Während des Ersten Weltkriegs wurde sie vom Reichsgericht in Leipzig wegen Aufforderung zum Hochverrat durch Verbreitung von Schriften zu zwei Jahren Zuchthaus verurteilt. Nach der Entlassung war sie Anfang 1919 Mitbegründerin der Kommunistischen Partei Deutschlands (KPD). 1920 heiratete sie in Stuttgart Karl Wilhelm Schöttle. Im gleichen Jahr wurden die Zwillinge Thomas und Ulrich geboren.
Die diskriminierende Politik der Nationalsozialisten traf Bertha Thalheimer als Jüdin und Kommunistin doppelt. 1933 erfolgte die Scheidung von ihrem Mann. Durch den Aufbau eines Kaffee-Handels gelang es ihr zunächst einigermaßen, die Kinder und sich selbst zu ernähren. An das befreundete Ehepaar Käte und Hermann Duncker schrieb sie im November 1946: „Schließlich ging ich während des Krieges in eine Fabrik. Im Januar 44 (am 11.1.) kam ich in das KZ-Lager Theresienstadt. Nur einem glücklichen Zufall war es zu danken, daß ich dem Vernichtungslager entging.“
Nach dem Zweiten Weltkrieg kehrte Bertha Thalheimer nach Stuttgart zurück, wo sie noch bis zu ihrem Tod am 23. April 1959 lebte.
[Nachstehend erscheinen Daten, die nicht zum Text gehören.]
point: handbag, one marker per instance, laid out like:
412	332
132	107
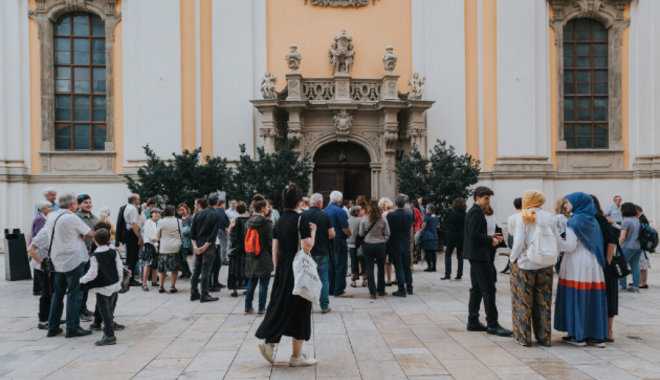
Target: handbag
619	264
47	265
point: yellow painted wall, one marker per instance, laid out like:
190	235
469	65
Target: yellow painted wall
312	28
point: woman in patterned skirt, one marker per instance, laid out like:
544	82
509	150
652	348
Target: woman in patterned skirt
531	283
581	304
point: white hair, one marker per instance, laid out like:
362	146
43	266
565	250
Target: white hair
315	198
66	200
43	204
104	213
336	196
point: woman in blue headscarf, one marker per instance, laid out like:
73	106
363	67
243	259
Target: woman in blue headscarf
581	303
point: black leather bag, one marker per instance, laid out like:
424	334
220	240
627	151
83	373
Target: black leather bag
619	265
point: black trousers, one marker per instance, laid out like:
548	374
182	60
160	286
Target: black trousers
375	253
217	264
459	258
202	266
105	310
483	288
132	249
46	285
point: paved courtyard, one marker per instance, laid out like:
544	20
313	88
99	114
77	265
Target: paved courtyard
418	337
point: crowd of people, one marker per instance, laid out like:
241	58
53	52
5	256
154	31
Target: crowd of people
74	251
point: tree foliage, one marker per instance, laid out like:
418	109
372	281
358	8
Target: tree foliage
183	177
440	178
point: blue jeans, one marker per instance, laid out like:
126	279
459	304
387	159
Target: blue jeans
263	291
401	261
632	258
322	269
341	263
66	283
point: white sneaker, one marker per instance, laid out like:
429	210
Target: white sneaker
301	361
268	351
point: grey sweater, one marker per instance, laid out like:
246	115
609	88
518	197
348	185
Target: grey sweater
378	234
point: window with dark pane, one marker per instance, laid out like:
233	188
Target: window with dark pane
585	84
80	87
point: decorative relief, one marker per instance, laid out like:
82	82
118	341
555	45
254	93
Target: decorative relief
293	58
389	59
416	84
340	3
342	121
364	91
341	53
267	86
319	90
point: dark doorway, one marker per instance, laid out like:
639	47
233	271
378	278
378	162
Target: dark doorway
343	167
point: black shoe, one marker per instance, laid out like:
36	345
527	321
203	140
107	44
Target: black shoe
208	298
55	332
478	326
499	330
77	333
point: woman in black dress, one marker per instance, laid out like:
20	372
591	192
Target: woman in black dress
288	314
236	272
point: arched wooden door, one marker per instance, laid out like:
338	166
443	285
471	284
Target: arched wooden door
343	167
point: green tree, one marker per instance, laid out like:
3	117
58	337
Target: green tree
440	178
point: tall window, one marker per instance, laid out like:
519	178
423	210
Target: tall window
585	84
80	109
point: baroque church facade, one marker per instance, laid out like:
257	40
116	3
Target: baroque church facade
558	95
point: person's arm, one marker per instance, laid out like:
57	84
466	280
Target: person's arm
92	272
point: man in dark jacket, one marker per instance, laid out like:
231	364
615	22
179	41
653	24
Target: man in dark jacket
476	249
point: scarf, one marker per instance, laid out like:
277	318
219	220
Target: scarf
531	199
585	225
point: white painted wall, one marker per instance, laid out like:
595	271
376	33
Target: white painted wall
522	78
152	76
438	50
238	56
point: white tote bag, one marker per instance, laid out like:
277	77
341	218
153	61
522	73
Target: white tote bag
307	283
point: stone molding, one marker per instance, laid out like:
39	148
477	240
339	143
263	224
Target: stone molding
46	13
611	14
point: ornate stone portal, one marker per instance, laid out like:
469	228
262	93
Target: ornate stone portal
313	112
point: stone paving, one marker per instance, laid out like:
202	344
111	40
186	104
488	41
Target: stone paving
418	337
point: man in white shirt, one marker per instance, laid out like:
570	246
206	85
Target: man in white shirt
67	252
511	228
132	237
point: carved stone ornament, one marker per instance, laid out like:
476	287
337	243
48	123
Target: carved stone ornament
341	53
267	86
340	3
293	58
389	59
416	83
342	121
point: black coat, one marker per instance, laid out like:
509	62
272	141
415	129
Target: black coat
477	242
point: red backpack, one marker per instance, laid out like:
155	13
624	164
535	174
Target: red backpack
252	245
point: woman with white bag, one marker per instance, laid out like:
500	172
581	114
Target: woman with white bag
534	252
288	314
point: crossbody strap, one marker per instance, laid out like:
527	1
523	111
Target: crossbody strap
52	235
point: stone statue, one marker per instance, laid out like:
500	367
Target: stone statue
341	53
416	83
389	59
293	58
267	86
342	121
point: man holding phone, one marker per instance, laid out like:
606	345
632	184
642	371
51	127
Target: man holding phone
476	249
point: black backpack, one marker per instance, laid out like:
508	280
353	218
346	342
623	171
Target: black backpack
648	238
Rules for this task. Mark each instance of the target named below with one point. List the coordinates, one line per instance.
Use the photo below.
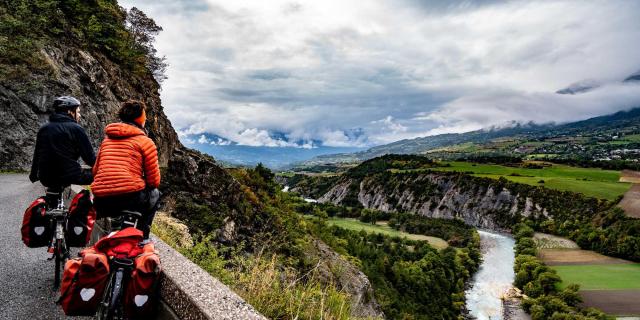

Sogleich begann sie sich auch wieder politisch zu betätigen. Einem kurzen Intermezzo bei der KPD folgte der Beitritt zur Gruppe Arbeiterpolitik, für deren Zeitschrift sie presserechtlich die Verantwortung übernahm. Keinen Erfolg hatten ihre Bemühungen um eine Rückkehrgenehmigung für ihren Bruder aus dem Exil in Kuba nach Deutschland. Eine enge Beziehung entwickelte sich zu ihrer 1947 geborenen Enkeltochter Eva Schwanitz, die 1999 den Kunstsalon Winnenden gründete und bis zu ihrem Eintritt in den Ruhestand 2011 Kunstlehrerin am Georg-Büchner-Gymnasium war.